Transnationale Ökonomie des Krieges in Zentralafrika und Implikationen für Konfliktlösungsstrategien


Vordiplomarbeit, 2006

39 Seiten, Note: 1,7


Leseprobe


Inhaltsverzeichnis

1. Einleitung: Einführung in die Thematik und Fragestellung der Arbeit

2. Überblick: Geschichte, Hintergründe und Ausmaß des Krieges im Kongo als Teil der Region Zentralafrika

3. Analyse des Konfliktes in der Region des Ost-Kongo unter besonderer Berücksichtigung der ökonomischen Dimension
3.1. Kategorisierung des Konfliktes
3.2. Akteursebenen
3.3. Nährböden des Konfliktes
3.3.1. Rohstoffreichtum
3.3.2. Staatsversagen – Failed State
3.3.3. Ungesicherte Staatsgrenzen und Flüchtlingsströme
3.4. Strategie der Kriegsführung
3.5. Politische Dimension des Konfliktes
3.6. Ethnische Dimension des Konfliktes
3.7. Wirtschaftliche Dimension des Konfliktes
3.7.1. Finanzierung des Krieges: Die Kriegswirtschaft
3.7.2. Schattenglobalisierung und multinationale Verstrickungen
3.7.3. Einfluss Humanitärer Hilfe
3.7.4. Zusammenfassung: Stellenwert der wirtschaftlichen Dimension
3.8. Transnationale Dimension des Konfliktes

4. Implikationen für Konfliktlösungsstrategien
4.1 Erfolgsbilanz derzeitiger Strategien
4.2 Voraussetzungen für eine erfolgversprechende Strategie

5. Schlussbetrachtung: Notwendigeit und Chancen einer Lösung

6. Literatur- und Quellenvereichnis

1. Einleitung: Einführung in die Thematik und Fragestellung der Arbeit

Seit Beginn der modernen Staatenordnung im Zuge des Westphälischen Friedens war Krieg lange eine Auseinandersetzung zwischen Staaten.[1] Krieg galt als eine zeitlich begrenzte Abweichung vom Normalzustand, an deren Anfang eine Kriegserklärung und deren Ende ein Sieg, bzw.
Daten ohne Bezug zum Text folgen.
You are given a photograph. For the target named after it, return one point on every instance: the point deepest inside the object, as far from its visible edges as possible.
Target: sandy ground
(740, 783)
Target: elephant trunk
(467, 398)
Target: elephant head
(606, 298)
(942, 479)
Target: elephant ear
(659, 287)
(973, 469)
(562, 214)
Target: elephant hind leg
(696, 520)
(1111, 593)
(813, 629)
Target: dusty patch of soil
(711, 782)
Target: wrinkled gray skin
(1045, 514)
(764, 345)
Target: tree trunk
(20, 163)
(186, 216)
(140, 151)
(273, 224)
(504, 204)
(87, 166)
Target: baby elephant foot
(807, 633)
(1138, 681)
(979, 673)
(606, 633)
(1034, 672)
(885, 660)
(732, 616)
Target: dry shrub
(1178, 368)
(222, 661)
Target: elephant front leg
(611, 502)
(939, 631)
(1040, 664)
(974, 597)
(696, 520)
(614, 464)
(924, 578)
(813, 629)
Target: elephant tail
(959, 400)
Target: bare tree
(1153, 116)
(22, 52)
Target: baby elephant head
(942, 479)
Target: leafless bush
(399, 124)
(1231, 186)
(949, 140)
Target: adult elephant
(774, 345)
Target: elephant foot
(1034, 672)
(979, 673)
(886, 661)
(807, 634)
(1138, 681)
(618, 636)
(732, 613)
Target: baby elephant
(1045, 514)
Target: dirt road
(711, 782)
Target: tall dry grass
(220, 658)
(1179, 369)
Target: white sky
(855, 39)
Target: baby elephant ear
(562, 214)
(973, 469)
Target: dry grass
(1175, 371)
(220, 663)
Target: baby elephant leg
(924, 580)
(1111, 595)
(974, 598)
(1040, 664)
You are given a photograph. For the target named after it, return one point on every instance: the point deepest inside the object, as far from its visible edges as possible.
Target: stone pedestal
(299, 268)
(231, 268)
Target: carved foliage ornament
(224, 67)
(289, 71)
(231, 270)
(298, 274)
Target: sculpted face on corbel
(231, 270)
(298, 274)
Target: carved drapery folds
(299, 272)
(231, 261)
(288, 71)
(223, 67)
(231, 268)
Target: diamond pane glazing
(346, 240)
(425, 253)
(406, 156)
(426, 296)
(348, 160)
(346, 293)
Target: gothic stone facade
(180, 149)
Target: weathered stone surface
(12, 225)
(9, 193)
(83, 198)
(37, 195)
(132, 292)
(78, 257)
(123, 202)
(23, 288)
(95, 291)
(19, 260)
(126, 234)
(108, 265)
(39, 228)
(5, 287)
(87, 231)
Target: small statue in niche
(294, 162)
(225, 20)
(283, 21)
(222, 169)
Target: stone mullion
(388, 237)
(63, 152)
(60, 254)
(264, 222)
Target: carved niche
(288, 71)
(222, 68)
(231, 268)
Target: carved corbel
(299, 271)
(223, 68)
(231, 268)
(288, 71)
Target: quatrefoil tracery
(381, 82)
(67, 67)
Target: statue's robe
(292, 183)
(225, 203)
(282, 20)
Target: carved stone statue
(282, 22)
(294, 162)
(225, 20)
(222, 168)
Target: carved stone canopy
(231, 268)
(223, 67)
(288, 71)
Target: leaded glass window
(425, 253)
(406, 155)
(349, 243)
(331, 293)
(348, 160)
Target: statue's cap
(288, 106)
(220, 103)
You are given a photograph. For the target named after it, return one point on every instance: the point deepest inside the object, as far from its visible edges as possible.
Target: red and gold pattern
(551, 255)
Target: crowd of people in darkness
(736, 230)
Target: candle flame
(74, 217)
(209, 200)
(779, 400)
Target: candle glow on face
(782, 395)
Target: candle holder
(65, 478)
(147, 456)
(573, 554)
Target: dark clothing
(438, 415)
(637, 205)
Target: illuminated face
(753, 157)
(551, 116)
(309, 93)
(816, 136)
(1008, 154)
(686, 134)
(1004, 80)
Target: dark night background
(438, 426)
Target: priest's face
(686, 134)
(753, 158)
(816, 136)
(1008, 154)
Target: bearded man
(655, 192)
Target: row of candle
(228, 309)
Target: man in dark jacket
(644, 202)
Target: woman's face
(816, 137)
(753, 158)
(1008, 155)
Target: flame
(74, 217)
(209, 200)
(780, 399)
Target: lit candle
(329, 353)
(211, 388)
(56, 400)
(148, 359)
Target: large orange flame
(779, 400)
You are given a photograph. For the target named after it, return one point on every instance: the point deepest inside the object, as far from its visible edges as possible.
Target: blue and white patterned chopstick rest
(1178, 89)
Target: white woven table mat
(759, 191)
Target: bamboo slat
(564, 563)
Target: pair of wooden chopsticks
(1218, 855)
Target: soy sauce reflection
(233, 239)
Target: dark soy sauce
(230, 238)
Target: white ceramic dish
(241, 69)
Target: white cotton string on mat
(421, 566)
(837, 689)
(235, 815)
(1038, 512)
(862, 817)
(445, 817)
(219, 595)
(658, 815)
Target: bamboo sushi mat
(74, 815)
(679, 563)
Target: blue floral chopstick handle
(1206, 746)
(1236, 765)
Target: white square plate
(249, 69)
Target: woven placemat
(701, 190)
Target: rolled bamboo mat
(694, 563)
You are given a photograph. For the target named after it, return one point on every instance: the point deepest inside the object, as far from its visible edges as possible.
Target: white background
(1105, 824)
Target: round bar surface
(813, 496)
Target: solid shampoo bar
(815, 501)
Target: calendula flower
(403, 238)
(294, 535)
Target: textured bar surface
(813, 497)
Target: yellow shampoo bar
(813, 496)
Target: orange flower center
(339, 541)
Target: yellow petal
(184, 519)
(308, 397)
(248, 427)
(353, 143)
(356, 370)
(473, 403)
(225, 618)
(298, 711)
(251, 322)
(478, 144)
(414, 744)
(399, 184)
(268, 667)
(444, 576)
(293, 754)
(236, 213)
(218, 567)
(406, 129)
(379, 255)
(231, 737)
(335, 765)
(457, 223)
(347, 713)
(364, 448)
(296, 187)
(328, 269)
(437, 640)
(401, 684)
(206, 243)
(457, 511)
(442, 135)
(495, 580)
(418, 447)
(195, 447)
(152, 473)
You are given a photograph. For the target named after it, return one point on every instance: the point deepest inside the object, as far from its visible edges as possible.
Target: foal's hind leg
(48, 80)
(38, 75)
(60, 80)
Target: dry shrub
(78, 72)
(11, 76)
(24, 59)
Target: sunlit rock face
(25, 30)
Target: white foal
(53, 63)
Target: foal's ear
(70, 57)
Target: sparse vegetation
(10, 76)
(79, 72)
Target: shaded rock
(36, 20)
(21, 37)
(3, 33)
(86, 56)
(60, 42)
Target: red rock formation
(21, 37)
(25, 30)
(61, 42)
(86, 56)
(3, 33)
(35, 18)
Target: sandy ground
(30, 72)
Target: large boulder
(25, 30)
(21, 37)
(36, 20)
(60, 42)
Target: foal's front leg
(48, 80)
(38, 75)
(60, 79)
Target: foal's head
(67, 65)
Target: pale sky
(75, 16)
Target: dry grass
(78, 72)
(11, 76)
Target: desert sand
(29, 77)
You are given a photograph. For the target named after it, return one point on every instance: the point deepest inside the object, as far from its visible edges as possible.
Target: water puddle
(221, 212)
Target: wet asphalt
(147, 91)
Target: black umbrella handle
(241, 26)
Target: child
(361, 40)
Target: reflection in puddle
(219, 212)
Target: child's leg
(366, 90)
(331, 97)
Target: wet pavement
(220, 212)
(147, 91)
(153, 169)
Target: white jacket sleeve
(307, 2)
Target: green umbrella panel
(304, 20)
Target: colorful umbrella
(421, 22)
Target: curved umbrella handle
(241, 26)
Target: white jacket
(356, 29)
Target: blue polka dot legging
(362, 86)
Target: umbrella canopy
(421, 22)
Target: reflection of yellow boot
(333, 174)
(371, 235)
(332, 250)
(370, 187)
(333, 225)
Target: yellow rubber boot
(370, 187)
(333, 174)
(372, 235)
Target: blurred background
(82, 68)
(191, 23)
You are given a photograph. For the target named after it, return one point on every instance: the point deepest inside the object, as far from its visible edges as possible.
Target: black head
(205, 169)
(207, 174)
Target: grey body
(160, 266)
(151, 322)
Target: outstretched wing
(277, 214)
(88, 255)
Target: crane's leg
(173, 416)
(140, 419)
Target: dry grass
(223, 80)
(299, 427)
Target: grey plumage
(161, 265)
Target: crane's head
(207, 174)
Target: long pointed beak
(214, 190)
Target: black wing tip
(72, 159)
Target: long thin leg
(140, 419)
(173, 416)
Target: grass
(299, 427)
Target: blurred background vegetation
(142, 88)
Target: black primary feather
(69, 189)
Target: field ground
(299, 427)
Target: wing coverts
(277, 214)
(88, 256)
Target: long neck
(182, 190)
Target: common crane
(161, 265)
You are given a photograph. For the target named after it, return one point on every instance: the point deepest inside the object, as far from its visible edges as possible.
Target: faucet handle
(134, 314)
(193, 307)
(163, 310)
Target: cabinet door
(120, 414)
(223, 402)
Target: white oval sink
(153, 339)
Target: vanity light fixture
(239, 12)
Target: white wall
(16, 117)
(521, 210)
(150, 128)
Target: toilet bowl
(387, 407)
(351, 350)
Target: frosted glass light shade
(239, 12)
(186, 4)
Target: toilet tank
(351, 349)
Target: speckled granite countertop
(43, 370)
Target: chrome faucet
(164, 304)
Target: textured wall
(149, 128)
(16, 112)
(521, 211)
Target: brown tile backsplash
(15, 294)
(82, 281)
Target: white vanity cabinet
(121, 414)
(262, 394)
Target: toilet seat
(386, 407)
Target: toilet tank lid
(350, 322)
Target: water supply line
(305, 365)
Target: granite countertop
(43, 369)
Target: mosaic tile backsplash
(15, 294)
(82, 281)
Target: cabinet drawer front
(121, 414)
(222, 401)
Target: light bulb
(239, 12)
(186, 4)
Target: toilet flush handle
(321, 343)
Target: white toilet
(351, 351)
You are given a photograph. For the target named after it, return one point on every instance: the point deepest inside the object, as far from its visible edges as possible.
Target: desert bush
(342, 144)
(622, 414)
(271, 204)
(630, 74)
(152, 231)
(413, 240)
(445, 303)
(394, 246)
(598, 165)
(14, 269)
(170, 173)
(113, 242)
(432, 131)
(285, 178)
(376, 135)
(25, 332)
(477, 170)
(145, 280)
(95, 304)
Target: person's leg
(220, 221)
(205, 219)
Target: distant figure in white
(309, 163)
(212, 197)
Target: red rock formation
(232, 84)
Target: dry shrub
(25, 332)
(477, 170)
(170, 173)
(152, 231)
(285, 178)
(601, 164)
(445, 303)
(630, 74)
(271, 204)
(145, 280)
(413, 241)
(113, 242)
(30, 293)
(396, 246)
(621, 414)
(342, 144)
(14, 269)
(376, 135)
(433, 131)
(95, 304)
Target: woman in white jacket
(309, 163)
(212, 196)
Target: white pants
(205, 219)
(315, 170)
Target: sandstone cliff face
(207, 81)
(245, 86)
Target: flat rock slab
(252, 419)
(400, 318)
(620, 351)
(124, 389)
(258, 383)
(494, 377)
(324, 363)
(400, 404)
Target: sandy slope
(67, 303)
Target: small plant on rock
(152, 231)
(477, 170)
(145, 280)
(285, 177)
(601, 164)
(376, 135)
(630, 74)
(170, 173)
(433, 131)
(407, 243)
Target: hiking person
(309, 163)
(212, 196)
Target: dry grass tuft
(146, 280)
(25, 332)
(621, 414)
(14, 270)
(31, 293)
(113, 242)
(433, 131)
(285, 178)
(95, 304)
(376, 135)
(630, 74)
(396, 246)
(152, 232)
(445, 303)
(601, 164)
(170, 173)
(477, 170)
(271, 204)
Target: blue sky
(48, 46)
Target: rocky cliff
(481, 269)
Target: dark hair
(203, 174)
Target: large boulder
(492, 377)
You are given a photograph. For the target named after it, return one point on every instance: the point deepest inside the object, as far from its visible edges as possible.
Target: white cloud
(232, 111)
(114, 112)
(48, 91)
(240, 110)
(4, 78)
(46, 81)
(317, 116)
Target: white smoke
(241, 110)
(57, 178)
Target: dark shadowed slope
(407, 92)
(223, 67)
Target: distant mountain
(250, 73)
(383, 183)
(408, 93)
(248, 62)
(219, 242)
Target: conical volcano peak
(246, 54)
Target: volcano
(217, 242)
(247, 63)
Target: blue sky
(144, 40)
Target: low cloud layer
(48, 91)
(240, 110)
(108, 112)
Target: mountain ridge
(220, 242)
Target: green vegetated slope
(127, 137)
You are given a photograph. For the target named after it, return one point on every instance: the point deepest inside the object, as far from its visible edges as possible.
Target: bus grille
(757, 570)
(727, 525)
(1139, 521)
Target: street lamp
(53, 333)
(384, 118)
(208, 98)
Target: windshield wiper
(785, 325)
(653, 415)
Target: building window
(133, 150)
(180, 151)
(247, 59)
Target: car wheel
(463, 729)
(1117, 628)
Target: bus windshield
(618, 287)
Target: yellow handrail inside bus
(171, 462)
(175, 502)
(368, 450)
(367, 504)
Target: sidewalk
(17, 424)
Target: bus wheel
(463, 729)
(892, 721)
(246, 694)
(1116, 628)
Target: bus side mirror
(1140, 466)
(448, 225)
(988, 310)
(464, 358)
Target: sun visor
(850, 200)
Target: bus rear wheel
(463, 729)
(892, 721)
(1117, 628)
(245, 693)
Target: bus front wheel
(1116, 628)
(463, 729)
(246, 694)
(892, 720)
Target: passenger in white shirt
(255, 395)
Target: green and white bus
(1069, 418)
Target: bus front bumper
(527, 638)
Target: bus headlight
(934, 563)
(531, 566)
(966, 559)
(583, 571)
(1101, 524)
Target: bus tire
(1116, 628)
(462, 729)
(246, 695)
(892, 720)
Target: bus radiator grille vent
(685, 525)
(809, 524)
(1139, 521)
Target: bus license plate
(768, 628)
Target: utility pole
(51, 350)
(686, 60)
Friedensschluss stand.

Nach der klassischen Kriegstheorie von von Clausewitz ist Krieg ein Akt der Gewalt, um den Gegner zur Erfüllung seines Willens zu zwingen. Krieg war eine „bloße Fortsetzung der Politik mit anderen Mitteln“.[2]

Es ist statistisch nachgewiesen, dass die Mehrzahl der Konflikte und Kriege nach 1945 innerstaatliche Kriege waren.[3] Während des Kalten Krieges wurden beinahe alle diese Konflikte als exotische Abkömmlinge der ideologischen Blockkonfrontation in der Peripherie, sogenannte Stellvertreterkriege, gesehen, in denen die sich gegenüberstehenden Seiten jeweils Unterstützung von den Ost- oder Westmächten erhielten.[4]

Als einer der ersten skizzierte der Militärhistoriker van Crefeld 1991, dass das Modell der Clausewitzschen Kriege seine Gültigkeit verloren hätte und dass es zu einer Transformation des Krieges käme, nach der die Auseinandersetzungen des 20. Jahrhunderts zwischen Staaten mit ihren stehenden Massenheeren ein Ende fänden.[5]

Mit Ende des Kalten Krieges machte sich zunächst Hoffnung breit, dass es durch die Aussetzung der sicherheitsstrategischen Unterstützung von despotischen Regimen und Kriegsparteien in den Ländern des Südens und der stärkeren Betonung von Demokratie und Menschenrechten in der westlichen Außenpolitik[6], sowie durch den Abwurf der sogenannten Friedensdividende aus den Ersparnissen sinkender Militärbudgets,[7] zur spürbaren Verringerung der Anzahl heißer Kriege und zur Befriedung von Konflikten im Süden kommt.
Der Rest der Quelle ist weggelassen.